Michael O’Loughlin, one of the bloggers at America:The National Catholic Weekly offers reflections and useful links on the widening gap between Catholic laity in America, especially young people, and their spiritual leaders and teachers, especially on homosexuality. His suggestion:

Despite the campaigns, statements, and preaching, lay Catholics lead the nation in support of gay rights. At some point, something has to give. Will the church change its stance on homosexuality? Of course not. Catholicism is the largest denomination in the US, but it is still a tiny sliver of the global church, and attitudes elsewhere, especially in the growing hotspots of global Catholicism, remain rigidly conservative. But church leaders may want to reconsider where they focus their limited time, energy, and resources. The battle for gay rights in this nation increasingly looks like it will be won-eventually-by those who support them. The church can continue to be a vocal minority in opposition to change, alienating the many people who increasingly know, love, and accept gay family members and friends. Or, it can refocus its efforts to highlight the love of God that animates a nourishing, life-giving, freeing faith, and attempt to reach those who need this love most: those who feel marginalized by the church now.

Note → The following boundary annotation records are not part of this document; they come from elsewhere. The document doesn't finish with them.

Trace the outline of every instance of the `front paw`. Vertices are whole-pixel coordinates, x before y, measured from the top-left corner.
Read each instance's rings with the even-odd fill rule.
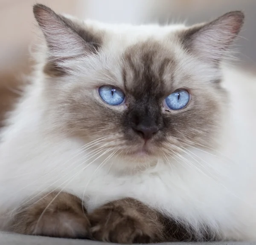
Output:
[[[76,197],[51,193],[20,208],[10,230],[27,235],[86,238],[90,224],[84,211]]]
[[[89,215],[93,239],[123,244],[160,241],[161,227],[157,217],[151,219],[134,207],[118,203],[105,205]]]

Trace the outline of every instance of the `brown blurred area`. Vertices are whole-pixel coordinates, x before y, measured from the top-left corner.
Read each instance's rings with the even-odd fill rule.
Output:
[[[192,24],[243,10],[246,22],[237,43],[240,65],[256,70],[256,0],[0,0],[0,126],[32,68],[29,46],[36,37],[32,12],[35,2],[57,12],[110,23],[186,20]]]

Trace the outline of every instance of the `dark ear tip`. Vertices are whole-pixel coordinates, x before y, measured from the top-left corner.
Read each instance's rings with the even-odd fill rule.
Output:
[[[223,17],[232,17],[238,22],[243,23],[244,20],[244,14],[242,11],[232,11],[225,14],[222,16]]]

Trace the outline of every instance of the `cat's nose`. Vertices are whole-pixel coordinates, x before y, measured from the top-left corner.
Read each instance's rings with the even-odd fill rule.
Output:
[[[133,127],[133,129],[145,140],[151,139],[159,130],[156,125],[148,127],[143,124],[139,124]]]

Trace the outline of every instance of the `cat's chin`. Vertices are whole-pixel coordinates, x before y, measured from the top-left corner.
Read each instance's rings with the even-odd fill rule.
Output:
[[[126,153],[126,155],[128,157],[143,161],[148,158],[152,158],[157,154],[155,150],[144,145],[142,147],[138,147],[132,150],[128,151]]]

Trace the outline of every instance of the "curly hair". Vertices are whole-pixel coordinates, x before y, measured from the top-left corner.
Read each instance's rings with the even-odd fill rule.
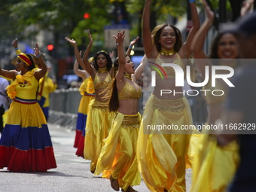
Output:
[[[162,30],[163,28],[166,26],[170,26],[173,29],[174,32],[175,34],[176,37],[176,42],[175,44],[174,45],[174,50],[175,52],[178,52],[179,49],[182,46],[182,38],[181,38],[181,33],[180,30],[175,27],[175,26],[172,26],[169,23],[163,23],[161,25],[157,26],[152,31],[152,35],[154,34],[154,38],[153,38],[153,44],[156,46],[156,48],[158,52],[161,51],[161,44],[159,42],[159,40],[160,38],[160,35],[162,32]]]
[[[105,56],[105,58],[107,59],[107,70],[109,72],[109,70],[111,69],[112,67],[112,60],[111,58],[110,57],[109,54],[105,51],[105,50],[100,50],[98,51],[97,53],[95,53],[94,56],[93,56],[93,66],[94,66],[94,69],[98,71],[99,70],[99,66],[97,64],[97,57],[99,55],[104,55]]]

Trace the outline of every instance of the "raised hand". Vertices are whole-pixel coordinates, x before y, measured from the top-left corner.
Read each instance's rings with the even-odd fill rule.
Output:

One Response to A widening gap between Catholic youth and their spiritual leaders

  1. David says:

    How can the Church change God’s law? By what authority? To quote St. Augustine “Right is right, no matter even if everybody is against it. And wrong is wrong, even if everybody is for it.” So regardless of popular opinion, it is up to good Catholics to maintain what God has ordained.

    Another thing you may not know. We are to love the person, whether we love his sins or not. Every one of us is a sinner, so we all have something for people not to approve of. And our job is not to shame people into submitting to the church, it’s to open their hearts to God. But we are to treat all persons with dignity.